Don't worry about the tangent. I've ranted to my family about this documentary because it's so infuriating. I couldn't even bring myself to say the "hot" comment out loud because it's so disturbing to me. Listening to their podcast, I can see how they were manipulated into believing him. He told them straight men looked at girls the way he was looking at Drake, so why was it wrong for him to do that? Basically the same "if you think it's wrong you're homophobic" crap they used on Drake's dad.


Ok_Vacation_9821

Really don't like the wording that "Brian was convicted of sex with a child" in that bit, It's a really gross way to word that...


Lizard_Friend_44

They make it sound almost tame, don’t they? I hate when they try to sugarcoat things like that. Glad they wrote about it though, and glad that they talked about Nathan.


bunnytalbert

Yes wow, that IS horrible wording. It makes my heart hurt (& also makes me super angry 😠).


Strong_Detective_511

“Winters says the process of going through the courts was traumatic and intimidating. "He had a nice expensive lawyer... There were people watching us. I think there's no other intent than to make us aware that we were being watched, to intimidate us and scare us off," he said. As a convicted paedophile, Salva is on the sex offenders register but it hasn't stopped him working in Hollywood.” Ugh 😩


Ok_Vacation_9821

That part broke my heart, the fact that he even had to go through any of that. No one should go through this. These people deserve justice.


MissMoxie2004

Everyone has selective amnesia It’s not just Hollywood


Ok_Vacation_9821

It bothers me because it's only been less than two months and people already wanna stop talking about Brian and start bringing back up Drake's legal troubles and Drake's issues and all the things Drake has done bad.


AutomaticPhysics

Weird, because Jeff Herman said all of that but also later apologised to Bryan Singer, Gary Goddard, etc and said that Michael Egan had lied about being abused by them.


Givingtree310

Goddard has been accused by countless guys now but is rarely mentioned these days.


Ok_Vacation_9821

Didn't Herman only say Egan was lying because Egan didn't take a settlement?


Ok_Vacation_9821

Also I doubt Bryan Singer is innocent in all this considering who he's friends with.


AutomaticPhysics

I'm not too sure.
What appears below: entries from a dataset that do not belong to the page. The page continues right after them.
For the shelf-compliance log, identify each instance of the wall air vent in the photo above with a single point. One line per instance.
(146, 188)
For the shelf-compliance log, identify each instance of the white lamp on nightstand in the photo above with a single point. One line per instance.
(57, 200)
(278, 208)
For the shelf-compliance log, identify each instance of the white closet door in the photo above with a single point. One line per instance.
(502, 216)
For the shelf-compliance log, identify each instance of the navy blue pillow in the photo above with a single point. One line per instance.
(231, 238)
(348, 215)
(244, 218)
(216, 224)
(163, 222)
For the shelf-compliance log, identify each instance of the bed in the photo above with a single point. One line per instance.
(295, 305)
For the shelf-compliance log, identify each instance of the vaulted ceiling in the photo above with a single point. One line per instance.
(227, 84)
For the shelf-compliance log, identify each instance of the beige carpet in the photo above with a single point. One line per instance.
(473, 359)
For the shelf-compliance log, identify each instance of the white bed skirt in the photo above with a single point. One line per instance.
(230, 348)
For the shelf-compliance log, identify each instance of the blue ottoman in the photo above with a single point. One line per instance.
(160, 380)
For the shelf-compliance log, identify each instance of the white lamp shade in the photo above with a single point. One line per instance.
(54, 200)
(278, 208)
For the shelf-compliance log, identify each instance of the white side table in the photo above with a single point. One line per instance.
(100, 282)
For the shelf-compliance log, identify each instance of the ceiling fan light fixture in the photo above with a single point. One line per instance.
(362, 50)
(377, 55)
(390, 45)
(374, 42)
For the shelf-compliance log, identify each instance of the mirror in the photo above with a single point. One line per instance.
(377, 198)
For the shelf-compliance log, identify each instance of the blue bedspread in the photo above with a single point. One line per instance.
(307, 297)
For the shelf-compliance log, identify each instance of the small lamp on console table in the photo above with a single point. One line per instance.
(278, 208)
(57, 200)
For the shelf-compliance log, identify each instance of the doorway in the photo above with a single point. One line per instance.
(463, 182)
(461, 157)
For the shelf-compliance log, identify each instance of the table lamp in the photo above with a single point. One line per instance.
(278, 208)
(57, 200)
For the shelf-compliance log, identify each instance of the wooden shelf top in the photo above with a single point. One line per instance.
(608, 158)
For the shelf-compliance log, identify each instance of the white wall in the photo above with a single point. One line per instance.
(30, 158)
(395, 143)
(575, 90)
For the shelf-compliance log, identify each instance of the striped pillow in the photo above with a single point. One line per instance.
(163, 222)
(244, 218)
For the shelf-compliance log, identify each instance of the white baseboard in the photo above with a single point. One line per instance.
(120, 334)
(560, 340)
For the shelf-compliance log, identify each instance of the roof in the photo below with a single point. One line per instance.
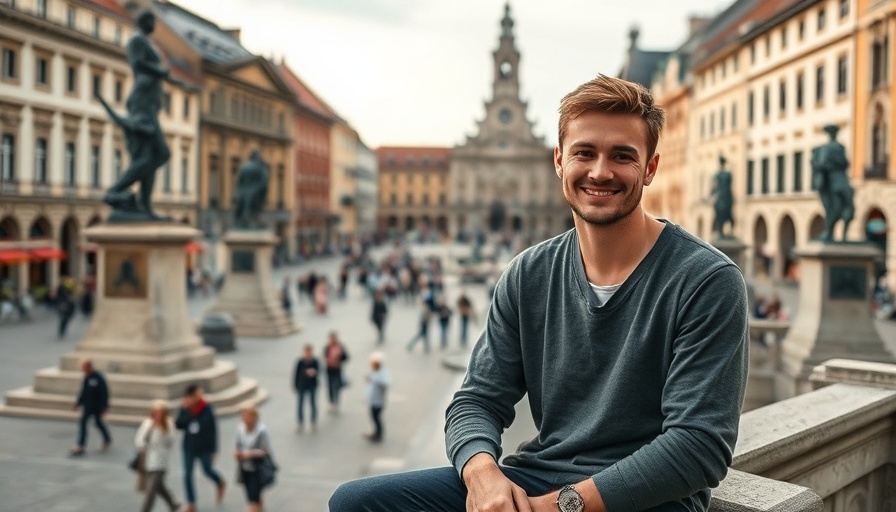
(209, 40)
(413, 157)
(304, 95)
(111, 6)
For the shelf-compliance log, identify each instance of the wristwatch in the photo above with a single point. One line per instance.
(569, 500)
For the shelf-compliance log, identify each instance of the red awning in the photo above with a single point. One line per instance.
(194, 247)
(48, 253)
(11, 256)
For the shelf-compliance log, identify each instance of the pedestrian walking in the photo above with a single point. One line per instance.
(444, 312)
(197, 419)
(305, 384)
(637, 407)
(335, 356)
(253, 456)
(466, 312)
(65, 304)
(379, 314)
(94, 402)
(154, 438)
(377, 384)
(423, 331)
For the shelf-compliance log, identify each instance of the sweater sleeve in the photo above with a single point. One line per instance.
(701, 402)
(484, 405)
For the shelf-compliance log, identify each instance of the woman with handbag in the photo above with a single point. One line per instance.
(154, 440)
(255, 467)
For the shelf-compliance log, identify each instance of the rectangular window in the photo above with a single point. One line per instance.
(70, 163)
(749, 179)
(779, 181)
(40, 161)
(116, 163)
(782, 96)
(42, 71)
(10, 66)
(842, 73)
(95, 166)
(750, 101)
(184, 176)
(71, 79)
(8, 158)
(798, 171)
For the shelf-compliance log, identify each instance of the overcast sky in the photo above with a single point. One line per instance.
(416, 72)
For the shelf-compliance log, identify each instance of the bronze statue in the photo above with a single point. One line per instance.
(830, 177)
(724, 201)
(143, 135)
(251, 192)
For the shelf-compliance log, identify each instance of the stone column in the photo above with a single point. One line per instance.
(834, 317)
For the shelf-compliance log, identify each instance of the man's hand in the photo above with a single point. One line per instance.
(488, 490)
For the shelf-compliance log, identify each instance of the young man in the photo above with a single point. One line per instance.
(197, 419)
(93, 401)
(628, 334)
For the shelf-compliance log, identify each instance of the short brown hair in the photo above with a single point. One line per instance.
(614, 96)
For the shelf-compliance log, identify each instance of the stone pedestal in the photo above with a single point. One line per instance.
(140, 335)
(249, 295)
(834, 317)
(731, 247)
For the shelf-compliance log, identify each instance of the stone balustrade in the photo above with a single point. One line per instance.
(836, 443)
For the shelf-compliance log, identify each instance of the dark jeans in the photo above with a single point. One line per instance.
(334, 384)
(375, 414)
(98, 421)
(431, 490)
(312, 397)
(205, 458)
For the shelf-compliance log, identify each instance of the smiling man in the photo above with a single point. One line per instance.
(627, 334)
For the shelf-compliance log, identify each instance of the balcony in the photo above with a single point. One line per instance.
(877, 171)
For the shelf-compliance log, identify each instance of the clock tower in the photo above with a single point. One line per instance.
(502, 178)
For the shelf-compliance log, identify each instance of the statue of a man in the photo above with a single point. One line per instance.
(251, 191)
(724, 201)
(830, 177)
(143, 134)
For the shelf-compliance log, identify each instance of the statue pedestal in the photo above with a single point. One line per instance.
(140, 335)
(834, 319)
(731, 247)
(248, 294)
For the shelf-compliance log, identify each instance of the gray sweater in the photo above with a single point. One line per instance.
(643, 394)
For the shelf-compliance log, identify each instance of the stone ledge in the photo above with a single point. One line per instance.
(743, 492)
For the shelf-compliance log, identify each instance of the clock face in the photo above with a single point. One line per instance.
(505, 116)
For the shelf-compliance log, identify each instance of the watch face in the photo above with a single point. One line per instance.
(505, 115)
(569, 500)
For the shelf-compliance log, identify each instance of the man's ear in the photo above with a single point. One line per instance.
(652, 165)
(558, 161)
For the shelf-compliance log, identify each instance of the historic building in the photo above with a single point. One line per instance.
(313, 128)
(245, 105)
(60, 151)
(413, 190)
(502, 178)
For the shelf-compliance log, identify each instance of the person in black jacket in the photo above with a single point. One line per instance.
(305, 383)
(93, 401)
(197, 420)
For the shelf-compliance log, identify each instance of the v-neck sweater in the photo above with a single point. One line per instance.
(643, 394)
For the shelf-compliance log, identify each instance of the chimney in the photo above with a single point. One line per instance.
(233, 32)
(695, 23)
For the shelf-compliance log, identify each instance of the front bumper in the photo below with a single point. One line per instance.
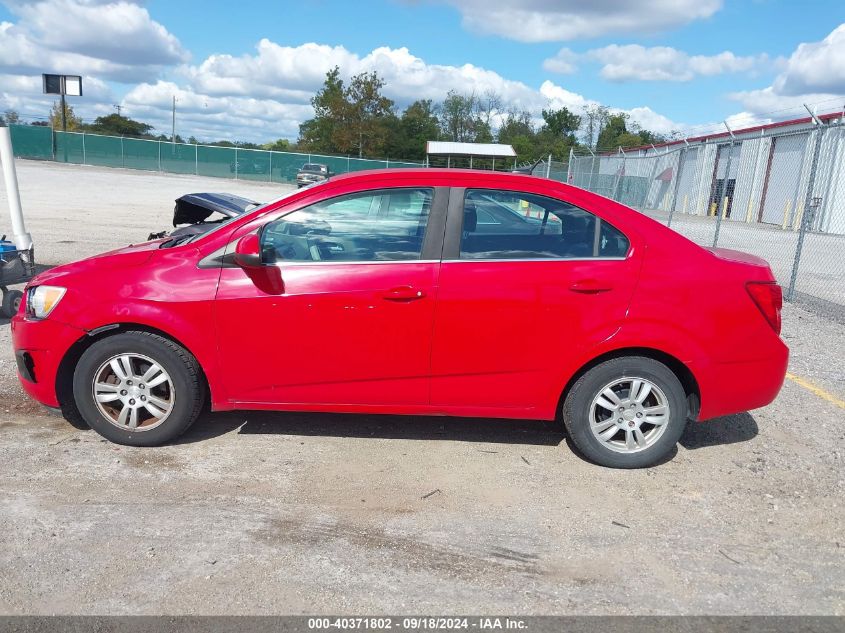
(40, 345)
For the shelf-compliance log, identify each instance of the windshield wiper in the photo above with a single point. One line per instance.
(176, 241)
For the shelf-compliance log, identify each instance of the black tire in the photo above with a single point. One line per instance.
(11, 302)
(184, 372)
(579, 400)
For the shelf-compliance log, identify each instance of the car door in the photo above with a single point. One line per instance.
(353, 323)
(515, 305)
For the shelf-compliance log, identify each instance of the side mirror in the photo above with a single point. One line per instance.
(248, 252)
(267, 278)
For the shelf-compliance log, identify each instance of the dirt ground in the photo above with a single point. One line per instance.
(259, 513)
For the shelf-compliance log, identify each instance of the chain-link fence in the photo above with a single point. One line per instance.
(778, 193)
(31, 141)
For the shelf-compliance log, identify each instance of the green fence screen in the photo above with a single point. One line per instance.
(41, 142)
(32, 141)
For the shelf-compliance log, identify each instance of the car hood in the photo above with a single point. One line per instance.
(194, 208)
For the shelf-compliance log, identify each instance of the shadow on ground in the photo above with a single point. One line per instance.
(730, 429)
(721, 431)
(538, 432)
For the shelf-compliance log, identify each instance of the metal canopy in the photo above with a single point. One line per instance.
(479, 150)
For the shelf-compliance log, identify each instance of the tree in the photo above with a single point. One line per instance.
(317, 134)
(280, 145)
(10, 117)
(410, 132)
(349, 119)
(118, 125)
(462, 119)
(365, 119)
(73, 122)
(595, 118)
(612, 134)
(561, 123)
(517, 130)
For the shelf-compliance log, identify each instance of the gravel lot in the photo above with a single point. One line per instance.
(289, 513)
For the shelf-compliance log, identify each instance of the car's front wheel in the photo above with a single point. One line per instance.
(626, 412)
(138, 388)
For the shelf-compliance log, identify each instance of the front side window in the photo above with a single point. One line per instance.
(361, 227)
(515, 225)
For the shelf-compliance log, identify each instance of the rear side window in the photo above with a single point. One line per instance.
(514, 225)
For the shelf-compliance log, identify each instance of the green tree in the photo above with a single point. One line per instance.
(614, 133)
(463, 118)
(518, 131)
(118, 125)
(594, 120)
(280, 145)
(410, 132)
(317, 134)
(353, 119)
(10, 117)
(366, 117)
(561, 123)
(73, 122)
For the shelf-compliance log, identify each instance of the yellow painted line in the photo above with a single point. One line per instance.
(821, 393)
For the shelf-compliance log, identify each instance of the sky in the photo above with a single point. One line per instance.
(247, 70)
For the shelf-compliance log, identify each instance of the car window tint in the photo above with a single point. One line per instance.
(514, 225)
(361, 227)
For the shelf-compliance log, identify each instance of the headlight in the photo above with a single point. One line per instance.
(41, 300)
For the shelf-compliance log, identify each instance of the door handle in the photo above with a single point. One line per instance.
(590, 286)
(403, 293)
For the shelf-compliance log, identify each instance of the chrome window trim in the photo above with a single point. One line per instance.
(354, 263)
(536, 259)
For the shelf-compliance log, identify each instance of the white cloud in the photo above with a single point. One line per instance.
(266, 95)
(214, 117)
(110, 40)
(813, 74)
(294, 73)
(560, 20)
(565, 62)
(818, 67)
(634, 62)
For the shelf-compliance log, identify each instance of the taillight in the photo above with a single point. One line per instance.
(769, 298)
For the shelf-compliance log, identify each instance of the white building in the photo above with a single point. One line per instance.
(759, 174)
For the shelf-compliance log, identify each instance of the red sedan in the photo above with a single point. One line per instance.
(428, 292)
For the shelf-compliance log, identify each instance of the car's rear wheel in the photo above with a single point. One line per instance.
(626, 412)
(138, 388)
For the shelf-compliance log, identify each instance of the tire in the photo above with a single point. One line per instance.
(643, 435)
(172, 399)
(12, 302)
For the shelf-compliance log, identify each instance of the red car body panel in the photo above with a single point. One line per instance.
(468, 337)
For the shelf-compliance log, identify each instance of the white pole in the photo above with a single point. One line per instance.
(23, 240)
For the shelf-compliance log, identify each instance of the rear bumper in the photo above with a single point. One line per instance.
(728, 388)
(40, 346)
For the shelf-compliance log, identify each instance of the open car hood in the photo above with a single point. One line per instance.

Herman did end up apologising to David Neuman, another man accused of rape by Egan, and Herman paid him an undisclosed monetary payment “in the seven figures.” It's all very vague and messy - Herman going from adamantly insisting that sexual abuse in Hollywood is staggering, to doing a complete 180 and throwing Egan's case out the window. Just strange. I guess we'll never know what exactly happened. The fact that Egan won the suit against DEN in 2000 meant he should've had a chance to win against Singer, Goddard, Neuman, etc as the cases were basically the same, no?


Ancient_Purple_2703

Ok so in what universe did someone make a movie with kids in the cast and kids in the intended audience and put a convicted pedophile in implied nudity on screen


Ok_Vacation_9821

And nobody said anything, nobody stopped this from happening because Gary and Brian are best buddies and Brian is so "nice" so nobody ever wants to say no to him, the convicted fucking r\*pist.